- Estudo divulgado pelo EurekAlert, com base em pesquisa do Museu de História Natural da Flórida, aponta que o arroz opera no limite de tolerância ao calor e pode perder áreas de cultivo até 2070; o grão responde por cerca de 20% das calorias globais.
- O aquecimento global avança rápido, até cinco mil vezes mais rápido do que a história evolutiva da cultura, colocando em risco a adaptação da planta.
- Hoje o arroz é cultivado em regiões com temperatura média anual abaixo de 28°C e máximas mensais inferiores a 40°C; esses limites já estão sendo ultrapassados em partes do planeta.
- Até 2070, grande parte das áreas produtoras, especialmente no sul e sudeste da Ásia, pode exceder essas temperaturas, prejudicando a produção.

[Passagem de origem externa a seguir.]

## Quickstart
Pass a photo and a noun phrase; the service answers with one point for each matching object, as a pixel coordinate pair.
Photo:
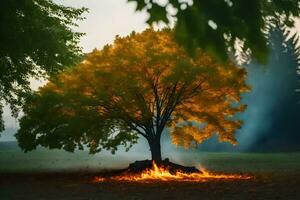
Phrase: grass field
(59, 175)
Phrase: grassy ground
(58, 175)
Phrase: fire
(163, 174)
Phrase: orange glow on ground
(163, 174)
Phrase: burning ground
(274, 176)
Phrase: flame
(163, 174)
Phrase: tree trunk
(155, 150)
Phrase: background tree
(138, 86)
(36, 40)
(221, 26)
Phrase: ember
(163, 174)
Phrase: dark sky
(271, 121)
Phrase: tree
(36, 40)
(274, 112)
(138, 86)
(221, 26)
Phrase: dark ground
(277, 176)
(80, 186)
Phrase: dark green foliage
(216, 25)
(58, 121)
(36, 40)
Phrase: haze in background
(107, 18)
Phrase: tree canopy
(137, 86)
(36, 40)
(220, 26)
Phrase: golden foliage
(148, 82)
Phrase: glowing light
(163, 174)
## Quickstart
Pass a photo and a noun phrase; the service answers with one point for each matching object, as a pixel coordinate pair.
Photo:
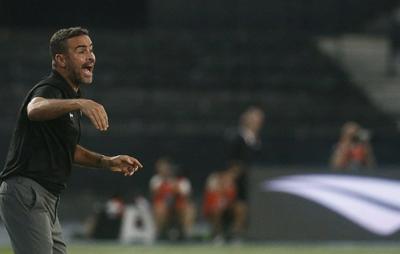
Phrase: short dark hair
(59, 39)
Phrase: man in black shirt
(244, 148)
(45, 144)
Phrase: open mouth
(88, 70)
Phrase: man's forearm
(86, 158)
(41, 109)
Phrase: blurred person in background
(219, 203)
(244, 146)
(353, 151)
(106, 222)
(171, 201)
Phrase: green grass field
(337, 248)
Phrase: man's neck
(74, 86)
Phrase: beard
(75, 76)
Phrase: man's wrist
(104, 162)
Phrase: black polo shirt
(44, 150)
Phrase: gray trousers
(29, 213)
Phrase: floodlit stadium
(262, 127)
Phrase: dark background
(175, 75)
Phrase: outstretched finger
(94, 121)
(99, 121)
(103, 118)
(135, 162)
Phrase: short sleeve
(47, 91)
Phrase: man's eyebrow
(84, 46)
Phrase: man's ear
(60, 60)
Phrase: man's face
(80, 60)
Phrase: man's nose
(91, 57)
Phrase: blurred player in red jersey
(171, 199)
(220, 199)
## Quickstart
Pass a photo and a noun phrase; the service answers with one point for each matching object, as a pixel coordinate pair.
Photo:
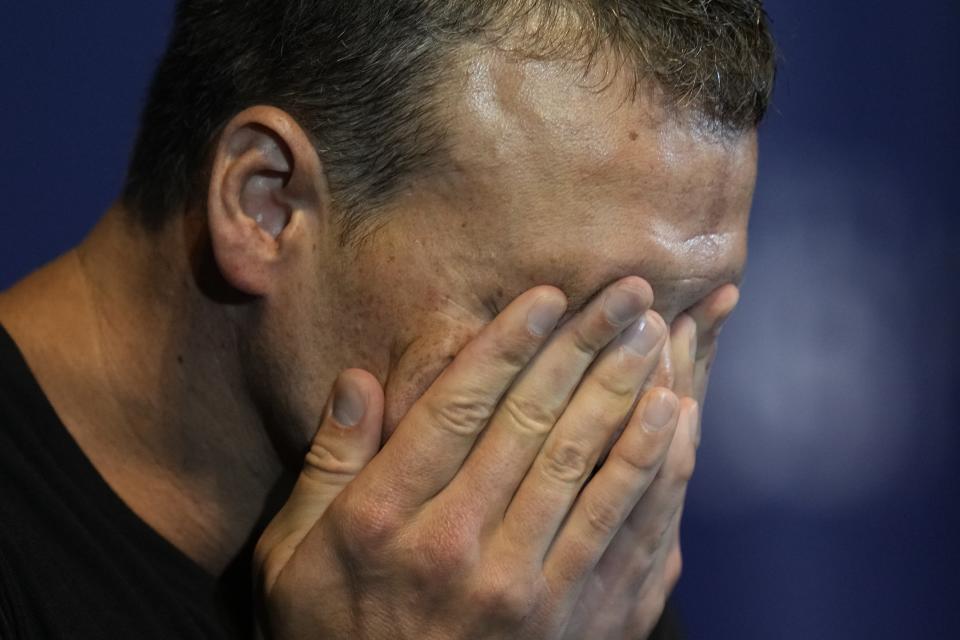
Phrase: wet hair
(363, 78)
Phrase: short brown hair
(359, 75)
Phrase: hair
(362, 77)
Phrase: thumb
(346, 441)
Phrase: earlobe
(254, 193)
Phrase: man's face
(550, 182)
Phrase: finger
(683, 348)
(540, 395)
(602, 404)
(609, 497)
(654, 589)
(347, 439)
(435, 436)
(650, 517)
(630, 554)
(710, 314)
(701, 374)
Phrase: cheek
(417, 368)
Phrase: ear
(267, 195)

- Segundo o pesquisador Nicolas Gauthier, a adaptação não é automática nem equitativa; soluções incluem deslocar áreas para regiões mais frias e desenvolver variedades geneticamente adaptadas, mas o processo é complexo, custoso e pode não evitar impactos iniciais.
O arroz opera em um limite térmico e pode enfrentar colapso produtivo em um mundo mais quente, aponta estudo divulgado pelo EurekAlert, com base em pesquisa do Museu de História Natural da Flórida. A análise aponta que o cereal, responsável por cerca de 20% das calorias globais, está próximo de restrições de temperatura que afetam sua produção.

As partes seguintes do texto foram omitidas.